The qualitative results from the fluorescent microscope images confirmed the quantitative results obtained from the cytotoxicity test. The fluorescence microscope images showed that the confluency of the cells in the groups without iron was higher compared to the groups with iron on all three days. Also, due to the growth of cells after 48 and 72 h, this index was higher on the second day than on the first day and the third day than on the second day.

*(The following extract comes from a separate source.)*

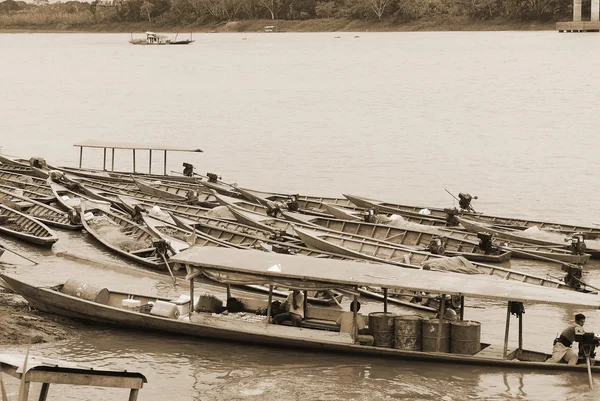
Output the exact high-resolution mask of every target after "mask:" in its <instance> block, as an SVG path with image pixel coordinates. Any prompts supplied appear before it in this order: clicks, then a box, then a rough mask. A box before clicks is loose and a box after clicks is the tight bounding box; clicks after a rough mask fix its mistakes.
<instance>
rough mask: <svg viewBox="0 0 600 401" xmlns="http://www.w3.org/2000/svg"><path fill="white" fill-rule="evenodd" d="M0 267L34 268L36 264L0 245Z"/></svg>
mask: <svg viewBox="0 0 600 401" xmlns="http://www.w3.org/2000/svg"><path fill="white" fill-rule="evenodd" d="M0 265H12V266H35V265H37V262H35V261H33V260H31V259H29V258H27V257H25V256H23V255H21V254H19V253H17V252H15V251H13V250H10V249H8V248H6V247H5V246H4V245H3V244H0Z"/></svg>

A study investigated the effect of different amounts of polystyrene microplastics on the differentiation and transformation of human lung cells. Phase contrast imaging of live cells at 72 h revealed significant changes in the morphology of cells exposed to microplastics. This study is the first report of exposure of human cells to an environmental pollutant that results in the effects of inhibiting cell differentiation and significant changes in cell morphology. Likewise, this study investigated the effect of three different amounts of phycocyanin on the differentiation and morphological change of neural stem cells in this study.
Changing the morphology of the cells from round to spindle shapes and creating axon-like appendages was the first evidence to prove the differentiation of cells into the nervous system. The results of the fluorescent images showed that the change in cell morphology and their differentiation was more in groups without iron than in iron-containing groups with phycocyanin. Also, this marker was more visible for groups with lower amounts of phycocyanin.
This study did not include direct measurements of neural differentiation such as immunostaining for neural markers like MAP2, GFAP, β-III tubulin, etc. While the Live/Dead assay revealed some interesting cell morphology changes, this is not definitive proof of differentiation. This as a limitation of the current study. To confirm neural differentiation, future studies should evaluate specific neural marker expression in cells cultured on these scaffolds. Additionally, seeding actual neural stem cells or progenitor cells onto the scaffold and checking for neuronal or glial marker upregulation should be considered as a follow-up experiment.